I will be doing the same thing! Gonna use a 20 long with a hydro sponge filter. It's rated for a 20g tank, there isn't a ton of water movement though, is that gonna be ok?

What's BBS?


----------



## ryans125g (Jul 18, 2011)

id say so that would be adiquite enough i would think


----------



## treym563 (Apr 23, 2011)

Well when I got home from work today I dropped an algae wafer into the tank before checking to see if the female was still holding. I noticed shortly after that she was picking at the wafer, she doesn't appear to be holding anymore. I wish I knew if she spit them at some point earlier today or if me dropping the wafer in caused her to spit so she could grab some of it. :-?
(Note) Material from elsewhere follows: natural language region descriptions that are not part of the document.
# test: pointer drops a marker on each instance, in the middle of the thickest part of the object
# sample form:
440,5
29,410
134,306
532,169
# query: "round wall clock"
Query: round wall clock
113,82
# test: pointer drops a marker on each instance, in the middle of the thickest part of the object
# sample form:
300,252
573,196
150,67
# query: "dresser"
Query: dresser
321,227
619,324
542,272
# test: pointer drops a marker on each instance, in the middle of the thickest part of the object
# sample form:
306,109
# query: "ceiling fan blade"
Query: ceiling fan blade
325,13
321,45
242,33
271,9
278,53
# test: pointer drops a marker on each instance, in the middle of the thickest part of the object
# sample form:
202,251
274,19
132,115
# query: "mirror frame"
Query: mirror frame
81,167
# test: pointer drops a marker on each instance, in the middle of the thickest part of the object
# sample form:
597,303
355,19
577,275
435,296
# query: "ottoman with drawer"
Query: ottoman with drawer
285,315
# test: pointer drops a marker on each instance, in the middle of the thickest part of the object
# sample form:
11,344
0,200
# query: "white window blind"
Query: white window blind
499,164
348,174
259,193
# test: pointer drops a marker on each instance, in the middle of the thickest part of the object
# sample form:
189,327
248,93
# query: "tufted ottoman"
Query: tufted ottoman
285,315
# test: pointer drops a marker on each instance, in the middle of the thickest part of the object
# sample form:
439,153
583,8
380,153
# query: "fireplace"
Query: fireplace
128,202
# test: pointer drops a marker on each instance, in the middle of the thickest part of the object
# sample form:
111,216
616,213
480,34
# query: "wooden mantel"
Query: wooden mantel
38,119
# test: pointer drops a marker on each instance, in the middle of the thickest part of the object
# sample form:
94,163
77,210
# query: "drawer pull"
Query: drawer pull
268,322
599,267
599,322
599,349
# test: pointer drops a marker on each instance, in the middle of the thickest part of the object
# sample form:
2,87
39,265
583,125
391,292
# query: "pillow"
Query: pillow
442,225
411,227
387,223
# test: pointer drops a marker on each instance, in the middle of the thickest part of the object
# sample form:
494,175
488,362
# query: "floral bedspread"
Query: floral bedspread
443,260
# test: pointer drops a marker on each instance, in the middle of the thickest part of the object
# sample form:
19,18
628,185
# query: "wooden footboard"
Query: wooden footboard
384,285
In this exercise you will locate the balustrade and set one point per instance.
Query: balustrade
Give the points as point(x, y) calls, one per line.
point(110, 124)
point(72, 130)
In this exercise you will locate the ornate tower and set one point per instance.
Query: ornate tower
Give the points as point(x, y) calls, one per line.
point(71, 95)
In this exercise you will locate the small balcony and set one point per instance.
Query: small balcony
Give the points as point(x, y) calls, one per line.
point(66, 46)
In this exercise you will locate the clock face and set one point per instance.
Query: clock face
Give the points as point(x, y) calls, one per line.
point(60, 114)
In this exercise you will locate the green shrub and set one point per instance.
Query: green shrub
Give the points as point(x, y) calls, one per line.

I just noticed another small male mating with her but I don't think she dropped any eggs, but she was definatly going through the motions. I didn't really expect her to hold full term but I was hopeful! Oh well, next time. Thanks for all your guys input and help, I appreciate it.


----------



## treym563 (Apr 23, 2011)

Upon closer inspection it appears she is still holding, just not as many eggs. I noticed she was flashing a fair amount and thrashing her head around violently sometimes so could it be possible she just had too many eggs and got rid of some?


----------



## DJRansome (Oct 29, 2005)

treym563 said:


> thrashing her head around violently sometimes


I'd say she needs to spit and is frantically looking for a safe place. Normal. :thumb:

Offering food does not cause a female to spit IME.


----------



## treym563 (Apr 23, 2011)

DJRansome said:


> treym563 said:
> 
> 
> > thrashing her head around violently sometimes
> ...


Even though she's only been holding for 3 days?


----------



## DJRansome (Oct 29, 2005)

That is odd. Maybe they are not fertilized and she has the urge to spit them out.


----------